Öte yandan, hükümetin Yoon Seok-yeol yönetiminin Japonya ile ilişkilerdeki iyileştirme çabalarına bağlı olarak yeterince güçlü bir tepki vermediği yönündeki eleştirilere karşı, hükümet "Kesinlikle öyle değil" diyerek yanıt verdi. Kang, "Naver'in yönetim ve yönetişim bakımından kapsamlı bir değerlendirme süreci yürüttüğü çok önemli bir durumdu" dedi. "Eğer bir Güney Kore şirketinin tamamen haksız bir ayrımcılığa veya baskıya maruz kaldığına kanaat getirmiş olsaydık, hükümetin bugüne kadarki tavrı tamamen farklı olurdu."

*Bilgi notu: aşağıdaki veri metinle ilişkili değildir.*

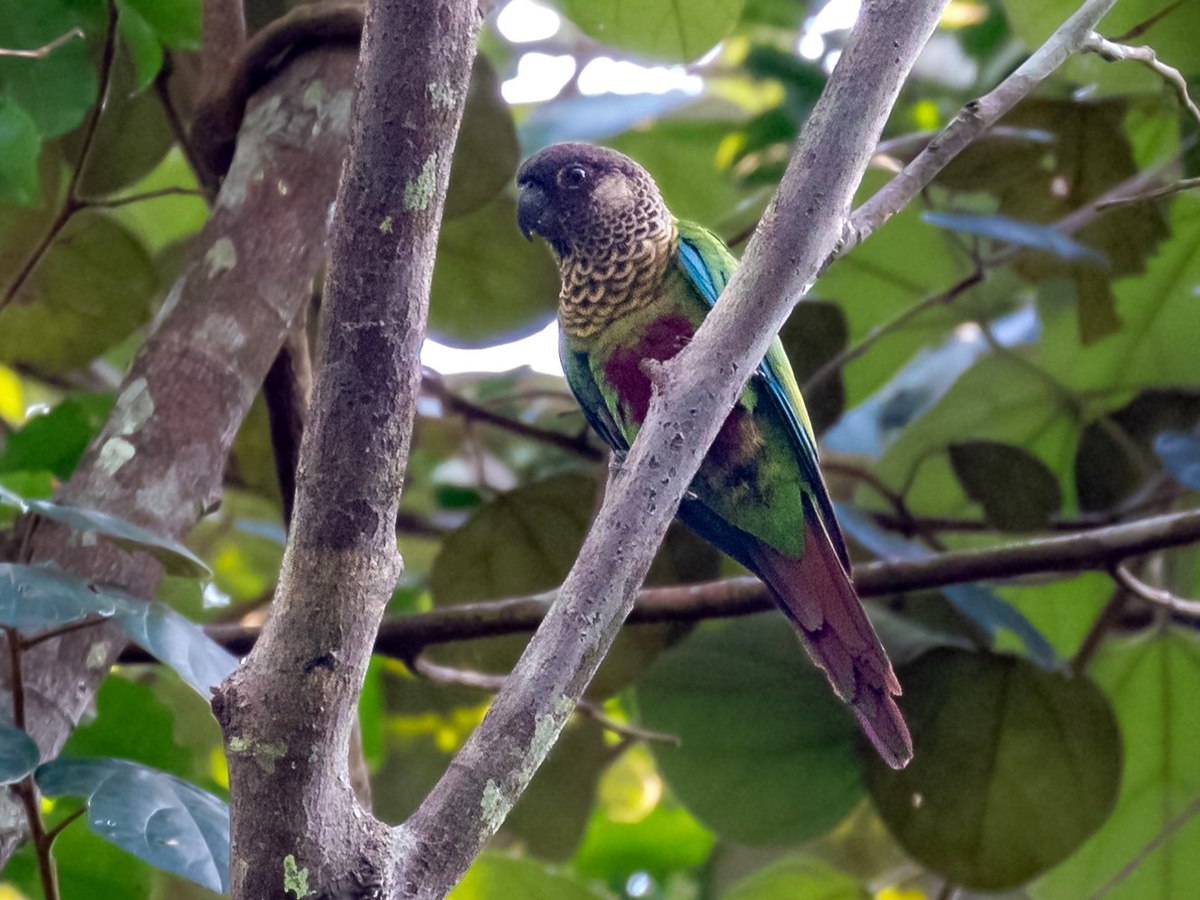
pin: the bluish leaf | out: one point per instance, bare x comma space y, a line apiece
177, 558
978, 603
18, 755
1180, 453
36, 598
155, 816
1011, 231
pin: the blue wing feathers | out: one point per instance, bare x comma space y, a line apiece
709, 279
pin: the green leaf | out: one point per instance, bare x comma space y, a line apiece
142, 45
657, 29
1117, 451
175, 22
90, 291
815, 334
155, 816
521, 543
1157, 309
120, 702
666, 840
498, 877
19, 148
1000, 399
682, 155
1152, 681
36, 598
767, 754
57, 439
1017, 490
18, 755
131, 137
490, 285
901, 265
1014, 767
795, 877
174, 556
59, 88
486, 154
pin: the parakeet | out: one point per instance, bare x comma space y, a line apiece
636, 282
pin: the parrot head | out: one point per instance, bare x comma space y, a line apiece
588, 201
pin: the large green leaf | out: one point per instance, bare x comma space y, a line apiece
174, 556
1000, 399
35, 599
59, 88
498, 877
18, 755
153, 815
19, 148
490, 285
1153, 681
1015, 489
1014, 767
898, 268
658, 29
1174, 37
91, 289
57, 439
796, 877
1159, 315
767, 754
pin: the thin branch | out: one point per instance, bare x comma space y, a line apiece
1186, 184
1095, 550
72, 203
114, 202
457, 405
61, 826
492, 683
1113, 52
46, 48
1157, 841
1158, 597
972, 120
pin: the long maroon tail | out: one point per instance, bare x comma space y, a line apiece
819, 597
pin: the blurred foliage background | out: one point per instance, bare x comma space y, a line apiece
977, 377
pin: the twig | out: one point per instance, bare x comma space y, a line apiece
114, 202
1113, 52
579, 445
1129, 868
1158, 597
492, 683
1095, 550
1186, 184
899, 321
972, 120
72, 203
58, 829
45, 49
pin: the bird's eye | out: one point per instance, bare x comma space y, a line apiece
573, 177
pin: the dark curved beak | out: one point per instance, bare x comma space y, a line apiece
532, 208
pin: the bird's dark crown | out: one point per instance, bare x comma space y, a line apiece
587, 199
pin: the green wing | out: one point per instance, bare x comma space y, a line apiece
709, 265
577, 369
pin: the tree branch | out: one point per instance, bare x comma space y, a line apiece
295, 696
1095, 550
160, 457
693, 395
973, 120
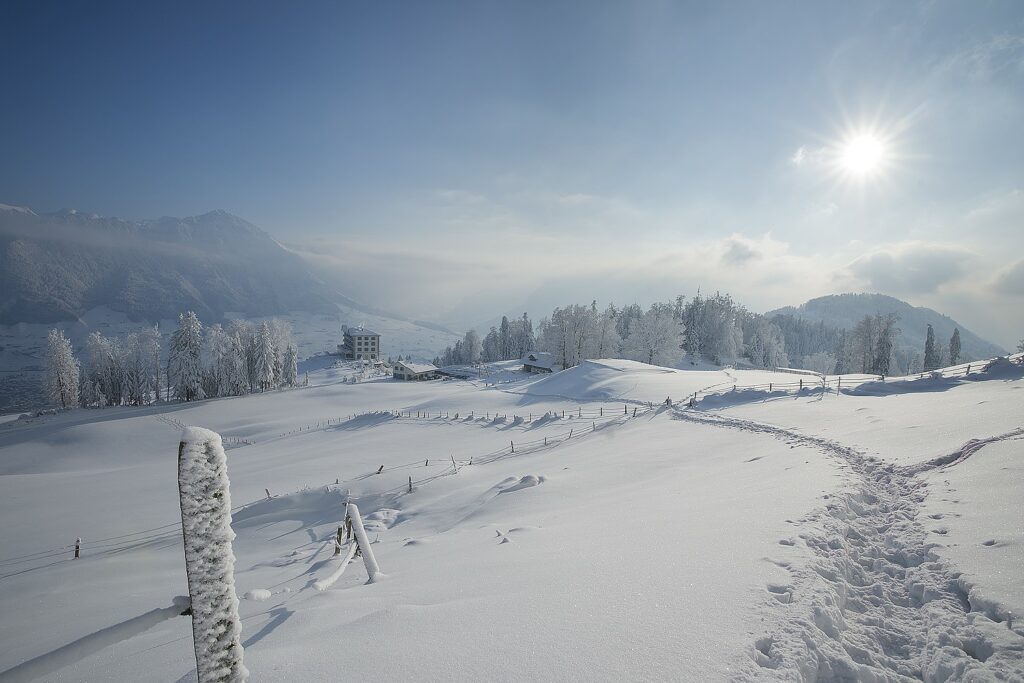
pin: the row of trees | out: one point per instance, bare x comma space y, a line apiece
707, 327
512, 339
219, 360
713, 328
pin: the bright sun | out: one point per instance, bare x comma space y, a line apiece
862, 155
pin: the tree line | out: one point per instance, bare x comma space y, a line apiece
714, 328
218, 360
706, 328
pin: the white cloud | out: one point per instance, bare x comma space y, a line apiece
1010, 281
911, 267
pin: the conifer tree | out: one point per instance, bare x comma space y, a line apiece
61, 370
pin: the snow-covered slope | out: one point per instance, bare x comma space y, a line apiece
766, 541
845, 310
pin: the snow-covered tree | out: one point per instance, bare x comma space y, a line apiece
606, 340
933, 357
654, 338
281, 333
714, 328
765, 345
886, 332
472, 347
140, 358
954, 347
61, 371
104, 372
184, 360
265, 356
492, 347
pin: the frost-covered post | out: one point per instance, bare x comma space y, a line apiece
206, 520
352, 516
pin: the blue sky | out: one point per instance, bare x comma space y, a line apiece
634, 151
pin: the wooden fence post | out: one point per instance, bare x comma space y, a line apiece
206, 522
352, 515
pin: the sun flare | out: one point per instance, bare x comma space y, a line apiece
862, 155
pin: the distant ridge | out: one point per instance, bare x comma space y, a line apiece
845, 310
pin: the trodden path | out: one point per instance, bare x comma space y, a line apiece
875, 602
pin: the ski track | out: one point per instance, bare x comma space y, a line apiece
875, 603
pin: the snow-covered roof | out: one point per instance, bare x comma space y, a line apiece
539, 359
360, 332
417, 368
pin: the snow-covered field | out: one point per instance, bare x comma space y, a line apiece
862, 536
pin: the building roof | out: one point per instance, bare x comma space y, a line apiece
360, 332
417, 368
540, 359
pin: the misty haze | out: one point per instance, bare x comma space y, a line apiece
480, 341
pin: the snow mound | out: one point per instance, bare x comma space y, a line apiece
595, 380
310, 507
527, 481
258, 594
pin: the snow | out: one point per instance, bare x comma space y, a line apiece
206, 518
774, 535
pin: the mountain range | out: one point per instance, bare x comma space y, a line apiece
845, 310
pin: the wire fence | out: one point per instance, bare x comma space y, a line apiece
599, 418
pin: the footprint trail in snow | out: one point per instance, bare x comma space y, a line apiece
875, 603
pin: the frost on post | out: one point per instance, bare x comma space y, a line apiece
206, 518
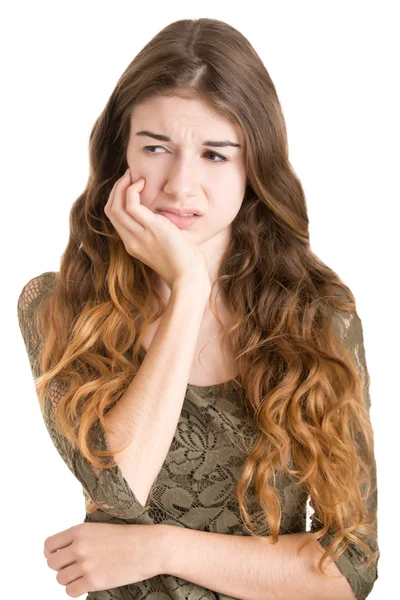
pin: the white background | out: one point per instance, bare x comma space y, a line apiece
335, 66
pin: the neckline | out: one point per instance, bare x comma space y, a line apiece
203, 387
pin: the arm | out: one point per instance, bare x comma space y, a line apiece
152, 403
247, 568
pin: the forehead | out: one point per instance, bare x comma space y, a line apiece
177, 114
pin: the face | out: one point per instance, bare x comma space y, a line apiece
184, 171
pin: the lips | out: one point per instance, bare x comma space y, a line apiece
181, 211
179, 221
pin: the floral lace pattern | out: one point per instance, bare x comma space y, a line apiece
195, 487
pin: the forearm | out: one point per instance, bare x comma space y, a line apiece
246, 568
150, 408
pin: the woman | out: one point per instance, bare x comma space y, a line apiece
214, 356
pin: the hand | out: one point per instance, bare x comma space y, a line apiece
90, 557
152, 238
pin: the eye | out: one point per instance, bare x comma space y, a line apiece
220, 157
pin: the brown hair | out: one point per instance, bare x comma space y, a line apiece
282, 297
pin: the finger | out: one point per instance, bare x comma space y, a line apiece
121, 183
133, 208
59, 540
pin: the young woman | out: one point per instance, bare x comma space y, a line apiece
212, 359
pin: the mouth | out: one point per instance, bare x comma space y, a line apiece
186, 212
181, 221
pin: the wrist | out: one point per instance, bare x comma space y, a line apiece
165, 548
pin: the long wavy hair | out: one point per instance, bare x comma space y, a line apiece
309, 402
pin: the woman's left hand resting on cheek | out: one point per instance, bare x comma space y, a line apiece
98, 556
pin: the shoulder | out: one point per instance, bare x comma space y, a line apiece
31, 294
34, 289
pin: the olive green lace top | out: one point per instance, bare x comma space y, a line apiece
195, 487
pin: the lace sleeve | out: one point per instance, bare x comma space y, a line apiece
107, 488
349, 327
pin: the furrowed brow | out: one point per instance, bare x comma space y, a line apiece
165, 138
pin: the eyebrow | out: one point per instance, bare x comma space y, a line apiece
165, 138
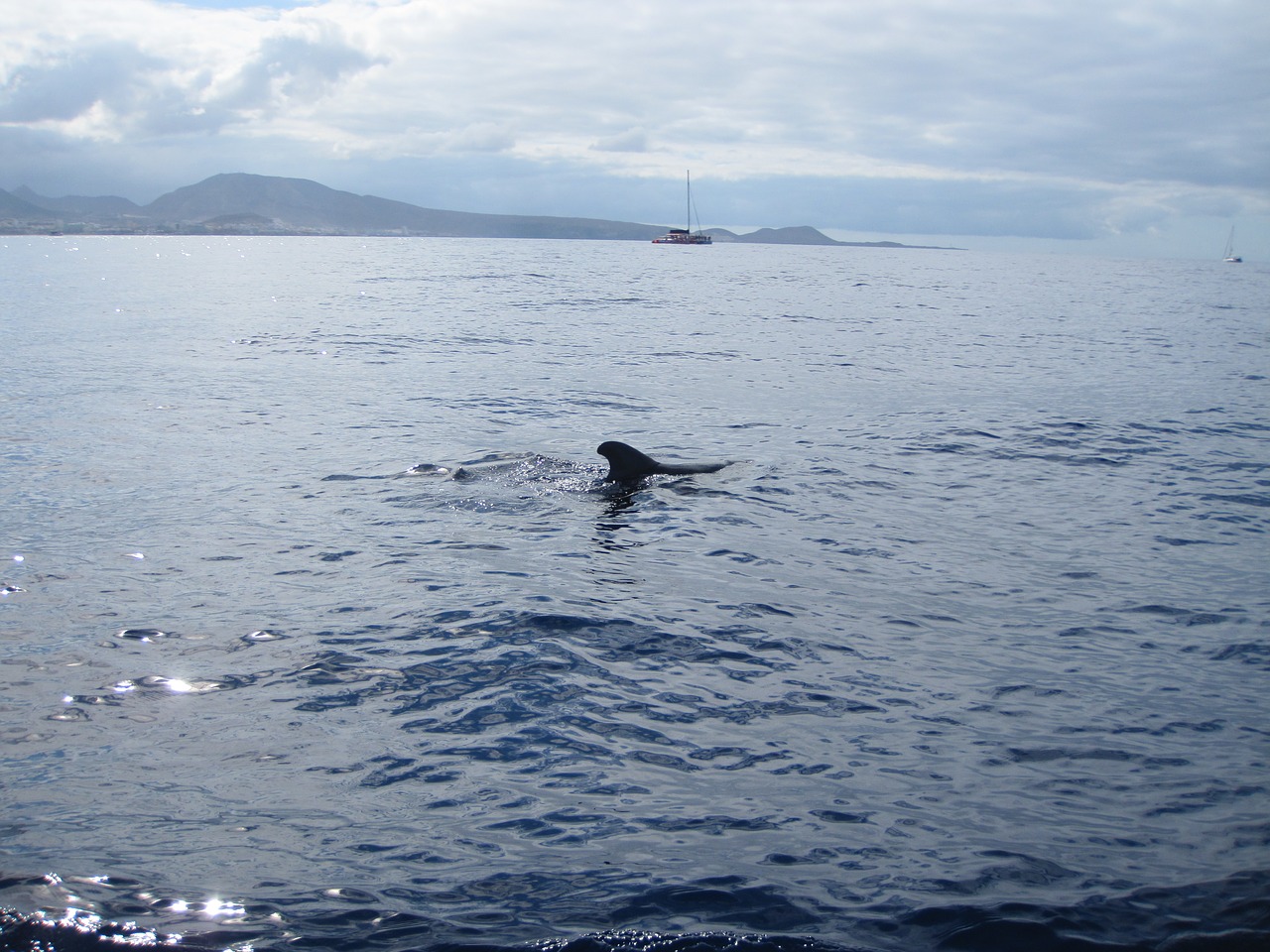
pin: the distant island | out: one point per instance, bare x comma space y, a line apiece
238, 203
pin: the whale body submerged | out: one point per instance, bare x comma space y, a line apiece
626, 463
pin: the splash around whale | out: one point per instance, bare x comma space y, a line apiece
626, 463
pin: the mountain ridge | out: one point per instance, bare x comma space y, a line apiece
244, 203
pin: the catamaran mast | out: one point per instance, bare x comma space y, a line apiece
689, 179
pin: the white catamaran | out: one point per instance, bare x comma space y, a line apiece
685, 236
1229, 249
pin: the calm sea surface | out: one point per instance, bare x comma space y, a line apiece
318, 630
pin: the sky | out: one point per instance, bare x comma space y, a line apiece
1137, 127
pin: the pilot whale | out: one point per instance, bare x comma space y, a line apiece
626, 463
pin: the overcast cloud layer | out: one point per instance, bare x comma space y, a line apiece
1040, 118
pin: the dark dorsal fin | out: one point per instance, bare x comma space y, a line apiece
626, 463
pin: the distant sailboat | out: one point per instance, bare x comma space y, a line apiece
1229, 249
685, 236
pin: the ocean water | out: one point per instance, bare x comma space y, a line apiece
320, 631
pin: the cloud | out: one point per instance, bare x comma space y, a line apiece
629, 141
1087, 116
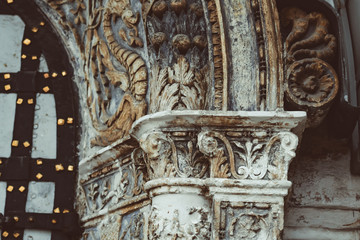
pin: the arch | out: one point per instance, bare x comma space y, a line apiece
40, 172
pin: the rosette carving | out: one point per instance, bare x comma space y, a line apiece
310, 50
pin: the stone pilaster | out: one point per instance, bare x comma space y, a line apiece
217, 175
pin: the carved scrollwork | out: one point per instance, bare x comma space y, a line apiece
161, 227
208, 145
219, 156
113, 188
248, 220
178, 51
166, 158
311, 82
105, 78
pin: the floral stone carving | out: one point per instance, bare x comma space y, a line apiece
240, 152
310, 54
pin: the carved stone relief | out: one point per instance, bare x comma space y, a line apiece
248, 220
112, 185
310, 50
234, 154
178, 51
171, 228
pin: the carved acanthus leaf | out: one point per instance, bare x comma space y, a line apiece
310, 50
111, 118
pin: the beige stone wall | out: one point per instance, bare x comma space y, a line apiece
324, 200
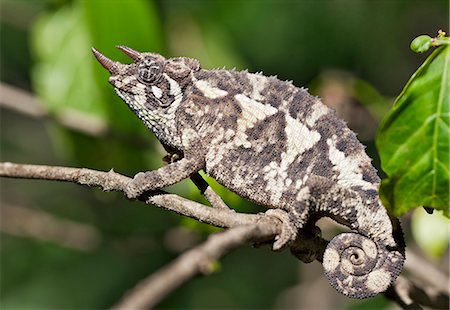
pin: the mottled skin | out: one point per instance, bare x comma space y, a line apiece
271, 143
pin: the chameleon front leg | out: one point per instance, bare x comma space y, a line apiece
213, 198
205, 189
164, 176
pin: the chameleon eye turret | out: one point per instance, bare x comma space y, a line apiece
149, 71
272, 143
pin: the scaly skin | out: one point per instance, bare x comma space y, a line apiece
272, 143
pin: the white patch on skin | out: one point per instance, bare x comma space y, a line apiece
252, 112
189, 136
157, 91
128, 80
369, 248
318, 110
350, 173
378, 280
330, 260
175, 90
258, 83
376, 219
210, 91
303, 194
299, 139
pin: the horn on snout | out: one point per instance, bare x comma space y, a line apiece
108, 64
135, 55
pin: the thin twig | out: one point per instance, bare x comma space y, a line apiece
112, 181
245, 228
199, 260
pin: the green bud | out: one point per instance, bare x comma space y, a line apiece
421, 44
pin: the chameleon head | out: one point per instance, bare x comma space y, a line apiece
152, 86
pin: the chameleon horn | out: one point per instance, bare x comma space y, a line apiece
135, 55
356, 267
107, 63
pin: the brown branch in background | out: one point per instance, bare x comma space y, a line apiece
244, 229
199, 260
112, 181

Öte yandan, Naver, hükümetin basın toplantısından bir saat önce Softbank ile hisse satışı da dahil olmak üzere tüm olasılıkları göz önünde bulundurarak görüşmeler yaptığını açıkladı. Naver, "Şirketimiz için en iyi sonucu elde etmek için, hisse satışını da içeren tüm olasılıkları göz önünde bulundurarak Softbank ile görüşmelere iyi niyetle devam ediyoruz" dedi. "İki ülkenin şirketlerinin kendi kararlarını kendi özgür iradeleriyle vermelerine olanak sağlayan hükümetin bu anlayışına minnettarız."